Reader Object implements two methods :
next(): Get the data of the next row , That is to return to the next _Record object . Can be explicitly called next() Get the next row of data , You can also iterate directly Reader object , It will automatically call next() Function to get the next row of data .
fetch(chrom,start=None,end=None): return chrom Chromosomes from start+1 To end All mutation sites of coordinates . Do not give end, Just go back to chrom Chromosomes from start+1 All mutation sites to the end ;
start and end Not even , Just go back to chrom All mutation sites on chromosome . This method requires another third party Python modular pysam To index files , If this module is not installed , Can cause errors .
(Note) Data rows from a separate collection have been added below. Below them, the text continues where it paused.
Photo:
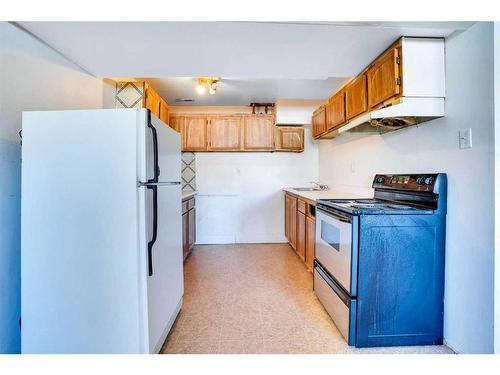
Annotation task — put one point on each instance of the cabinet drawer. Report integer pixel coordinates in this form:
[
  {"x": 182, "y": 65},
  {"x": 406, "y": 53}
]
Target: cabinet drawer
[{"x": 301, "y": 206}]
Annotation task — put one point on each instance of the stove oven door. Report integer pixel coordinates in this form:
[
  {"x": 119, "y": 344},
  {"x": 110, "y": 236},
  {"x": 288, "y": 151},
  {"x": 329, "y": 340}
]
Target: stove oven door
[{"x": 336, "y": 247}]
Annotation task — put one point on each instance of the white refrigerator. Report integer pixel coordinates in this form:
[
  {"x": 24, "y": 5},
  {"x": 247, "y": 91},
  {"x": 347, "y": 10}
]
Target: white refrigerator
[{"x": 101, "y": 231}]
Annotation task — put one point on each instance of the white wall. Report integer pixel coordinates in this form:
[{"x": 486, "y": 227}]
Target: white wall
[
  {"x": 240, "y": 196},
  {"x": 497, "y": 186},
  {"x": 33, "y": 77},
  {"x": 352, "y": 160}
]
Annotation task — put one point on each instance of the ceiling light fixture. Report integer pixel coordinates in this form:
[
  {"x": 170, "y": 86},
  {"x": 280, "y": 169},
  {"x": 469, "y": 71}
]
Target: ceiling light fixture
[{"x": 207, "y": 83}]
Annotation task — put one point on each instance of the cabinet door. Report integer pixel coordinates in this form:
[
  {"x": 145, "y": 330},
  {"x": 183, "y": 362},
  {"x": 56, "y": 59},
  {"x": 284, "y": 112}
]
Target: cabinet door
[
  {"x": 319, "y": 122},
  {"x": 224, "y": 134},
  {"x": 164, "y": 112},
  {"x": 152, "y": 101},
  {"x": 383, "y": 78},
  {"x": 192, "y": 228},
  {"x": 335, "y": 111},
  {"x": 290, "y": 139},
  {"x": 310, "y": 241},
  {"x": 356, "y": 101},
  {"x": 194, "y": 134},
  {"x": 301, "y": 235},
  {"x": 258, "y": 133},
  {"x": 287, "y": 217},
  {"x": 292, "y": 221},
  {"x": 175, "y": 122},
  {"x": 185, "y": 234}
]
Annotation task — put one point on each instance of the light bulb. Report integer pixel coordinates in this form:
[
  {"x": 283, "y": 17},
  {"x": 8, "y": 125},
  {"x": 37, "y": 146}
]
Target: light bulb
[
  {"x": 212, "y": 88},
  {"x": 200, "y": 89}
]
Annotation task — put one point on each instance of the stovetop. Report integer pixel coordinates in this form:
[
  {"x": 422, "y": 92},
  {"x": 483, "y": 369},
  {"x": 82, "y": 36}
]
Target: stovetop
[{"x": 373, "y": 207}]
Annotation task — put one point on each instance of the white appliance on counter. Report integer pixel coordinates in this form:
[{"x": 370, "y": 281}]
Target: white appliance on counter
[{"x": 101, "y": 253}]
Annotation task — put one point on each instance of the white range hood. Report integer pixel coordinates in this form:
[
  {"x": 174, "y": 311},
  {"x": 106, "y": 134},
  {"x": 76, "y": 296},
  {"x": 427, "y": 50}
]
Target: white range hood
[
  {"x": 295, "y": 111},
  {"x": 410, "y": 111},
  {"x": 423, "y": 90}
]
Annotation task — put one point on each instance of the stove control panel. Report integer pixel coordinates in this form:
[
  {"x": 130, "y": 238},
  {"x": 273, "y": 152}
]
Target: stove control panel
[{"x": 413, "y": 182}]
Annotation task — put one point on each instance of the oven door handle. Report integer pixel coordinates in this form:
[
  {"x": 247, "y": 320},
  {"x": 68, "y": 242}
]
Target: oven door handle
[{"x": 338, "y": 216}]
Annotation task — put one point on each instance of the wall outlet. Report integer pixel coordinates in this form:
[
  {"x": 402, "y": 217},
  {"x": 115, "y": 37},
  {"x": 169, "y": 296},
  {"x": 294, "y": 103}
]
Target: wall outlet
[{"x": 465, "y": 138}]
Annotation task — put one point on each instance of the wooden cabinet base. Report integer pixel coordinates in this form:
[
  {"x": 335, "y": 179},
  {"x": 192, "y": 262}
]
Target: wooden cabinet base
[
  {"x": 300, "y": 227},
  {"x": 188, "y": 226}
]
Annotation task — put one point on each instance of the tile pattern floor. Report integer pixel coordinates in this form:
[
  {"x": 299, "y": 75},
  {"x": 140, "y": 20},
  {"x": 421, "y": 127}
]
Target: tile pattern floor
[{"x": 256, "y": 298}]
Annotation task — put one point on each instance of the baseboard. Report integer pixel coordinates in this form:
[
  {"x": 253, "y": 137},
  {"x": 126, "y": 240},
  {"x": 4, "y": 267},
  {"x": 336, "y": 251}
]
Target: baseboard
[{"x": 165, "y": 333}]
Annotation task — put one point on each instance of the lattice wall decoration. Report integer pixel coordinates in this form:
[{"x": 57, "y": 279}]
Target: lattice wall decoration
[
  {"x": 188, "y": 171},
  {"x": 130, "y": 95}
]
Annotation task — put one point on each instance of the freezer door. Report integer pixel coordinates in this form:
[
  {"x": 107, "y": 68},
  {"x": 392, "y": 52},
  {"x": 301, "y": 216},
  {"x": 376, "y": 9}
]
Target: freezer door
[
  {"x": 165, "y": 261},
  {"x": 162, "y": 147}
]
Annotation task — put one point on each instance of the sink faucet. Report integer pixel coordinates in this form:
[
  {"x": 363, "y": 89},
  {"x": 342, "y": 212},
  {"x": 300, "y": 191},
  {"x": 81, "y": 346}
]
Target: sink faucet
[{"x": 319, "y": 186}]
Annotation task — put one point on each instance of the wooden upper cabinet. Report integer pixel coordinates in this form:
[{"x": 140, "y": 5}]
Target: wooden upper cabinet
[
  {"x": 356, "y": 100},
  {"x": 289, "y": 139},
  {"x": 383, "y": 78},
  {"x": 224, "y": 134},
  {"x": 335, "y": 111},
  {"x": 175, "y": 122},
  {"x": 164, "y": 112},
  {"x": 194, "y": 133},
  {"x": 319, "y": 121},
  {"x": 258, "y": 132},
  {"x": 152, "y": 100}
]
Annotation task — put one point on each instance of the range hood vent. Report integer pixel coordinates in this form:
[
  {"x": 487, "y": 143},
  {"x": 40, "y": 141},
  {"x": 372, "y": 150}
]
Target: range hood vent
[{"x": 409, "y": 112}]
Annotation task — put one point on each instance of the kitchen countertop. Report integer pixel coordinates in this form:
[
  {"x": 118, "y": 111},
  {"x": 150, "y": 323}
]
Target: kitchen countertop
[
  {"x": 188, "y": 194},
  {"x": 334, "y": 193}
]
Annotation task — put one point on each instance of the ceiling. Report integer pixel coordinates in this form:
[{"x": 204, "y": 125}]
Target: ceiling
[
  {"x": 242, "y": 91},
  {"x": 272, "y": 60}
]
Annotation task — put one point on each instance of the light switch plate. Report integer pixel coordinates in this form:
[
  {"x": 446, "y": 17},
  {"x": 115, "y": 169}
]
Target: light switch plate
[{"x": 465, "y": 138}]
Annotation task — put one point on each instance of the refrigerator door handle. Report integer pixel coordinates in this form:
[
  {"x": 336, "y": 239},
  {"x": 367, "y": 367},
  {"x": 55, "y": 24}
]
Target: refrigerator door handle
[
  {"x": 156, "y": 172},
  {"x": 146, "y": 184},
  {"x": 154, "y": 188}
]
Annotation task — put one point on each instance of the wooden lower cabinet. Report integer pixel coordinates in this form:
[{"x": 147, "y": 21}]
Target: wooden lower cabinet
[
  {"x": 300, "y": 227},
  {"x": 291, "y": 219},
  {"x": 188, "y": 226},
  {"x": 301, "y": 235},
  {"x": 310, "y": 241}
]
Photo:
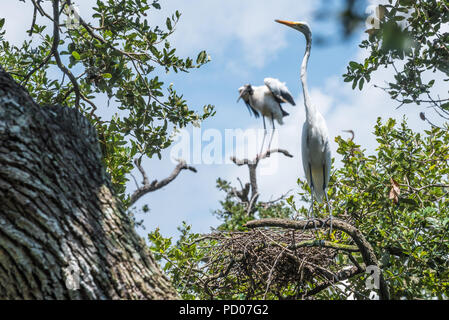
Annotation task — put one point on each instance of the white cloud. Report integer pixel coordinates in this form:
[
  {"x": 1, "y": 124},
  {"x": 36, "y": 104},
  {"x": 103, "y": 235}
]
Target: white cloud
[{"x": 217, "y": 25}]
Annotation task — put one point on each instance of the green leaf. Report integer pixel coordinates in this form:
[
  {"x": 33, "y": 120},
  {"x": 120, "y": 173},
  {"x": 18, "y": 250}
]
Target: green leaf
[{"x": 76, "y": 55}]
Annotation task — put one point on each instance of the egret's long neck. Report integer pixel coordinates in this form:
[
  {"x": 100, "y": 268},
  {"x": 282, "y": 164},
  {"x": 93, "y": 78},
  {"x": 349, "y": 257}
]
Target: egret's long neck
[{"x": 310, "y": 109}]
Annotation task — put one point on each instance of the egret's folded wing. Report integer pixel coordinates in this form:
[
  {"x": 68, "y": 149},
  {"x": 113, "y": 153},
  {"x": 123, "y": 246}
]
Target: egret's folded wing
[{"x": 279, "y": 91}]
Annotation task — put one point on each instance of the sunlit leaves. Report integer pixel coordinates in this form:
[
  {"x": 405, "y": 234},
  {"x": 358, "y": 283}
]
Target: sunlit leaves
[
  {"x": 119, "y": 55},
  {"x": 410, "y": 41}
]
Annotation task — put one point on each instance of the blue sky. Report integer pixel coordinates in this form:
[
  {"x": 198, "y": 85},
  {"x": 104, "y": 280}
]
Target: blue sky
[{"x": 246, "y": 45}]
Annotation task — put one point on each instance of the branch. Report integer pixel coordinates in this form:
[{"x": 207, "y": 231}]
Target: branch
[
  {"x": 262, "y": 156},
  {"x": 252, "y": 166},
  {"x": 364, "y": 246},
  {"x": 340, "y": 276},
  {"x": 324, "y": 244},
  {"x": 155, "y": 184}
]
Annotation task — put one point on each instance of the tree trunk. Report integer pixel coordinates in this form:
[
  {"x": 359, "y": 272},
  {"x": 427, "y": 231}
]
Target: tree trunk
[{"x": 63, "y": 235}]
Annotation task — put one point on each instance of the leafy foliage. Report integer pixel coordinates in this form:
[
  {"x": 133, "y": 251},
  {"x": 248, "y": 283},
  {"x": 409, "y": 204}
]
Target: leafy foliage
[
  {"x": 116, "y": 56},
  {"x": 409, "y": 234},
  {"x": 413, "y": 39}
]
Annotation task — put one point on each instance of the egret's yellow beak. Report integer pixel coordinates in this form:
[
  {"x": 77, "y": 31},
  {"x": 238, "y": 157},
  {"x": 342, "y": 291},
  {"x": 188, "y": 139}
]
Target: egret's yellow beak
[{"x": 288, "y": 23}]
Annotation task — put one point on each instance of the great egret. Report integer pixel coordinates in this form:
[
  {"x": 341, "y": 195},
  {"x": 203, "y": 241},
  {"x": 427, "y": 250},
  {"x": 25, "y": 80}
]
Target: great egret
[
  {"x": 267, "y": 100},
  {"x": 316, "y": 153}
]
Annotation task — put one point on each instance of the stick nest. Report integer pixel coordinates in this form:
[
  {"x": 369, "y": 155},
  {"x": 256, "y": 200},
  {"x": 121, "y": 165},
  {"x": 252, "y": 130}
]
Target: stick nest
[{"x": 266, "y": 260}]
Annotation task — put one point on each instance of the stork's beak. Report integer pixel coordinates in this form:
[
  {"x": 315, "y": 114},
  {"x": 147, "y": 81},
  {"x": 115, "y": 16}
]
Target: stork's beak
[
  {"x": 241, "y": 94},
  {"x": 288, "y": 23}
]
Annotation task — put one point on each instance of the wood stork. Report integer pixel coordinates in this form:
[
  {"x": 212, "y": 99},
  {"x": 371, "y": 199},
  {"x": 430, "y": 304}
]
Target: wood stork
[
  {"x": 266, "y": 100},
  {"x": 315, "y": 144}
]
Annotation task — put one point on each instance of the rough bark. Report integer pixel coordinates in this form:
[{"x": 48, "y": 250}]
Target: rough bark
[{"x": 59, "y": 221}]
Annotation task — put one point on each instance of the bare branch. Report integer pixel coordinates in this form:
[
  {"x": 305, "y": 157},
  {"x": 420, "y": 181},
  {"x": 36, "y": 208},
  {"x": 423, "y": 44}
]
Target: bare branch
[
  {"x": 364, "y": 246},
  {"x": 155, "y": 184}
]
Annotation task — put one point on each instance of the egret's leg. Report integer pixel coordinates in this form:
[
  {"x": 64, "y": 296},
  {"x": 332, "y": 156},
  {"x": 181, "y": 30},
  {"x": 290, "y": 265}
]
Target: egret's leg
[
  {"x": 272, "y": 132},
  {"x": 312, "y": 191},
  {"x": 264, "y": 135},
  {"x": 330, "y": 211}
]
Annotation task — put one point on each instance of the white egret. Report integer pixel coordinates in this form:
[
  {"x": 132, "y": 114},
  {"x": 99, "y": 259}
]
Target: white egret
[
  {"x": 267, "y": 100},
  {"x": 315, "y": 145}
]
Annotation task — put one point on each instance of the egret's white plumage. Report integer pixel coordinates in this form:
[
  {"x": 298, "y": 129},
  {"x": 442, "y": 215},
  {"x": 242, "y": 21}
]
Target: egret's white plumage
[
  {"x": 267, "y": 99},
  {"x": 316, "y": 153}
]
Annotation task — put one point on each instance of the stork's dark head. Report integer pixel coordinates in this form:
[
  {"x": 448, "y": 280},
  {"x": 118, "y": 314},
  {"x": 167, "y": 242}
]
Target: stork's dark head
[
  {"x": 301, "y": 26},
  {"x": 245, "y": 91}
]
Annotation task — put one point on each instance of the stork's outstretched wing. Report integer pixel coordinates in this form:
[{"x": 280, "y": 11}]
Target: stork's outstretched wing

in addition , After using this method , It will change the iteratable range of the object to fetch() The obtained mutation site , So use this method , The original iteration schedule is invalid .
>>> vcf_reader = vcf.Reader(filename=r'D:\test\example.hc.vcf.gz')>>> vcf_reader.next()<vcf.model._Record object at 0x0000000003ED8780>>>> record = vcf_reader.next()>>> print recordRecord(CHROM=chr1, POS=10347, REF=AACCCT, ALT=[A])>>> for record in vcf_reader: print recordRecord(CHROM=chr1, POS=10439, REF=AC, ALT=[A])Record(CHROM=chr1, POS=10492, REF=C, ALT=[T])
This library has another Writer object , I won't go into details here , Because most of them are right vcf The processing of documents can be done with the knowledge of the above two objects .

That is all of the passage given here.